For example, in A*, it is common to calculate a fscore for a node, then add that node (with its associated priority) to a priority queue if the fscore is smaller than any previously found fscore for that node. Depending on the implementation of the priority queue, this can result in duplicate elements with different priorities being added to the queue. Using a priority set with the updating parameter in the add function call being True, the priority set will ensure that only one copy of the node with the smallest found fscore will exist on the heap, obviating the need for those external checks.
Even if the element did not already exist in the priority set, there is a possibility that its priority value is being used for another element. As such, the priority set only adds the priority value to the heap if it is not already present. If it is present, the element is added to the end of the array its priority points to, which allows for older elements with the same priority to be prioritized in a queue-like fashion.
public mutating func pop() -> Element? {
if let out = top {
remove(out)
return out
}
return nil
}
public mutating func remove(_ element: Element) {
if let priority = _reverse[element] {
if _elements[priority]!.count == 1 {
_elements[priority] = nil
let priority_index = _index[priority]!
_swap(priority_index, _priority.count - 1)
_priority.removeLast()
_sift_down(priority_index)
_index[priority] = nil
}
else{
_elements[priority]!.remove(at: _elements[priority]!.firstIndex(of: element)!)
}
_reverse[element] = nil
}
}
Conceptually, the pop() and remove(element:) functions are much simpler than the add function. The pop function
removes and returns the prioritized element in the set, using the remove function. The remove function removes the
specified element. Neither function needs bother with updating or replacing priorities, so the only complexity regards
whether the removed element is the only element with its priority. If it is not, the only action that needs taking
is removing it from the list of elements for that priority in _elements.
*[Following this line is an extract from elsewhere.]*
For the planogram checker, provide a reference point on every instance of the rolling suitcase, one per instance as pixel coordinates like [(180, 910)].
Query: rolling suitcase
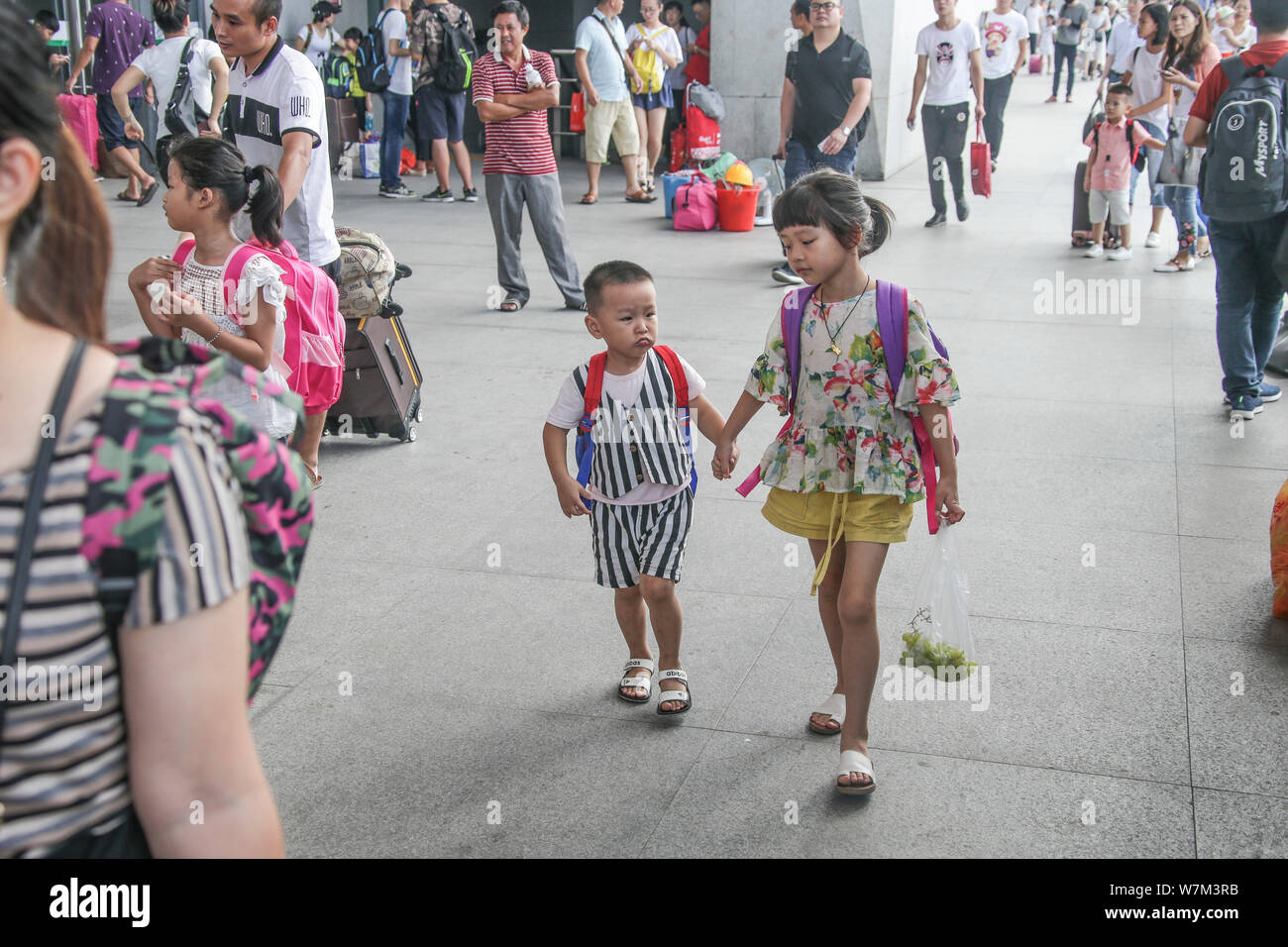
[(381, 376)]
public mutating func update(_ element: Element, withPriority priority: Priority, adding toAdd: Bool = true) {
if let old_priority = _reverse[element] {
if _prio_function(priority, old_priority) {
replace(element, withPriority: priority)
}
}
else if toAdd {
add(element, withPriority: priority)
}
}
public mutating func replace(_ element: Element, withPriority priority: Priority, adding toAdd: Bool = true) {
if let old_priority = _reverse[element] {
let old_index = _index[old_priority]!
if _elements[old_priority]!.count == 1 {
_elements[old_priority] = nil
if _elements[priority] == nil {
_elements[priority] = [element]
_priority[old_index] = priority
_index[priority] = _index[old_priority]
if _prio_function(priority, old_priority) {
_sift_up(old_index)
}
else {
_sift_down(old_index)
}
}
else {
_elements[priority]!.append(element)
_swap(old_index, _priority.count - 1)
_priority.removeLast()
_sift_down(old_index)
}
_index[old_priority] = nil
}
else {
_elements[old_priority]!.remove(at: _elements[old_priority]!.firstIndex(of: element)!)
if _elements[priority] == nil {
_elements[priority] = [element]
_priority.append(priority)
_index[priority] = _priority.count - 1
_sift_up(_priority.count - 1)
}
else {
_elements[priority]!.append(element)
}
}
_reverse[element] = priority
}
else if toAdd {
add(element, withPriority: priority)
}
}
The update(element: withPriority:) and replace(element: withPriority) functions both serve to change the
priority value of an element that already exists in the priority set (though both have an optional parameter that is
by default True to add the element to the priority set if it is not in the set). The difference between the two is
that the update function will only update the priority if the new priority is more prioritized than the prior
priority (e.g., a higher priority when acting as a max-heap, or a smaller priority when acting as a min-heap),
whereas the replace function will replace the priority regardless of its new or prior value.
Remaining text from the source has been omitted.